What, dear readers, has been the result of doing Bush right? Eww! Typing that felt really dirty.
Another internet writer, Ian Welsh, who like Stirling Newberry, got his start at The Agonist, makes the connection to neo-feudalism.
“The reasons are simple enough. Inheritance taxes have been weakened and progressive taxation has been slashed. The primary education system, funded by local tax dollars, systemically favors people who live in wealthy neighbourhoods, while university tuition has grown far faster than inflation at the same time as student aid has been slashed to the bone.
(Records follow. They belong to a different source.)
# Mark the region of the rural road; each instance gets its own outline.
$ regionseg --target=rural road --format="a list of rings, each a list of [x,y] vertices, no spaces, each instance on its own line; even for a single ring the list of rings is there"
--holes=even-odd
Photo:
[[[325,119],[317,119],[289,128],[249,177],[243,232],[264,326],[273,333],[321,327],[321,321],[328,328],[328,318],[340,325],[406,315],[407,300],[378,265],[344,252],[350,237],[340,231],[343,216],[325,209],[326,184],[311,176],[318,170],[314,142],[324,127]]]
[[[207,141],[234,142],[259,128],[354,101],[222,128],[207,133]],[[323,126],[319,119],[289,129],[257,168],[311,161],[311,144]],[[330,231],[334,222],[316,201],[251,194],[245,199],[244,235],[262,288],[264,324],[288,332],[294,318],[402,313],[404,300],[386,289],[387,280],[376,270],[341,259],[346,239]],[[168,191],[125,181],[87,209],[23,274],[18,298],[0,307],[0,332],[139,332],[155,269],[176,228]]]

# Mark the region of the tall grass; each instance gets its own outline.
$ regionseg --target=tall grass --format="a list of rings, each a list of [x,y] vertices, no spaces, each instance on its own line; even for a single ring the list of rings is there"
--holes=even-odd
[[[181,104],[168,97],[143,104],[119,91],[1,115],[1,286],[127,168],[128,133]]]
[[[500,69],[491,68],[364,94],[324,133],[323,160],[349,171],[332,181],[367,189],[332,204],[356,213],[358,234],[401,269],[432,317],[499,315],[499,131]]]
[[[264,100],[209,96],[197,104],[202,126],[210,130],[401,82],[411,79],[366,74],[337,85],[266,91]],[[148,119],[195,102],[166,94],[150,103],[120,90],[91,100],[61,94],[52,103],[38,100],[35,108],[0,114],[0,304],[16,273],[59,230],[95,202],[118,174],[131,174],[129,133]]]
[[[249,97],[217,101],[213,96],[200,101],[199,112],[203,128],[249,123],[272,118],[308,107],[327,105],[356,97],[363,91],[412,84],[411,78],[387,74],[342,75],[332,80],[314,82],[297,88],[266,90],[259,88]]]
The extremely rich have bought the government and use it to arrogate money to themselves, either through preferential laws—for example, Medicare Part D or the Bush tax cuts; or directly—for example, the 15 trillion spent on the financial crisis, the vast majority of which went in effect to the rich.Power is passed from father and mother to daughter and son, with Congressional seats being passed on like some sort of inheritance and major network spots likewise going to the children of the influential. Perhaps there are no titles, but when, for example, Luke Russert, a man with no meaningful accomplishments of his own save being the offspring of late NBC news anchor Tim Russert, is hired as a national news commentator at age 22 over others who have worked harder, who have done more, and are vastly better qualified, it’s hard to see his inheritance as all that different from a Baron passing his rights, lands and chattel to his son.
All men are created equal. But, as Orwell noted in Animal Farm, some are more equal than others.”